In total, 6,300 wallets are now in the red, with 205 losing over $1 million each according to the data, which was first spotted by Lookonchain. More than 1,000 accounts saw losses of at least $100,000.

The wipeout came as crypto markets reeled from a global risk-off event triggered by U.S. President Donald Trump’s announcement of a 100% additional tariff on Chinese imports.

The move spooked investors across asset classes and sent cryptocurrency prices tumbling. Bitcoin briefly dropped below $110,000 and ether fell under $3,700, while the broader market as measured by the CoinDesk 20 (CD20) index dropped by 15% at one point.

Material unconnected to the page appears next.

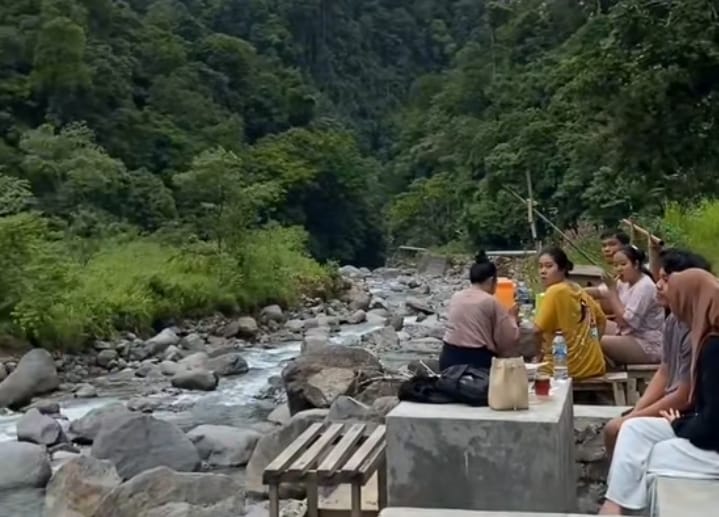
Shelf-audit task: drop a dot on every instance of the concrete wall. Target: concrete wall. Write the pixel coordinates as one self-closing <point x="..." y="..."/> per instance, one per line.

The broad sell-off led to over $19 billion in liquidations over a 24 hours period, making it the largest single-day liquidation event in crypto history by dollar value. According to CoinGlass, the “actual total” of liquidations is “likely much higher” as leading crypto exchange Binance doesn’t report as quickly as other platforms.

Leaderboard data reviewed by CoinDesk shows the top 100 traders on Hyperliquid gained $1.69 billion collectively.

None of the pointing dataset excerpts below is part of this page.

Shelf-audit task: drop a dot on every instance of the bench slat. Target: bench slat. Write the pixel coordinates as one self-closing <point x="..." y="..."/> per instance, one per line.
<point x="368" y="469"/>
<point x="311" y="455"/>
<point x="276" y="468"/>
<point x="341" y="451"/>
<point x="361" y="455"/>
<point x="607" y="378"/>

In comparison, the top 100 losers dropped $743.5 million, leaving a net profit of $951 million concentrated among a handful of highly leveraged short sellers.

The biggest winner was wallet 0x5273…065f, which made over $700 million from short positions, while the largest loser, “TheWhiteWhale,” dropped $62.5 million.

Among the victims of the flush is crypto personality Jeffrey Huang, known online as Machi Big Brother, who once launched a defamation suit against ZachXBT, losing almost the entire value of his wallet, amounting to $14 million.

«Was fun while it lasted,» he posted on X.

Adding to the uncertainty, the ongoing U.S. government shutdown has delayed the release of key economic data. Without official indicators, markets are flying blind at a time when geopolitical risk is rising.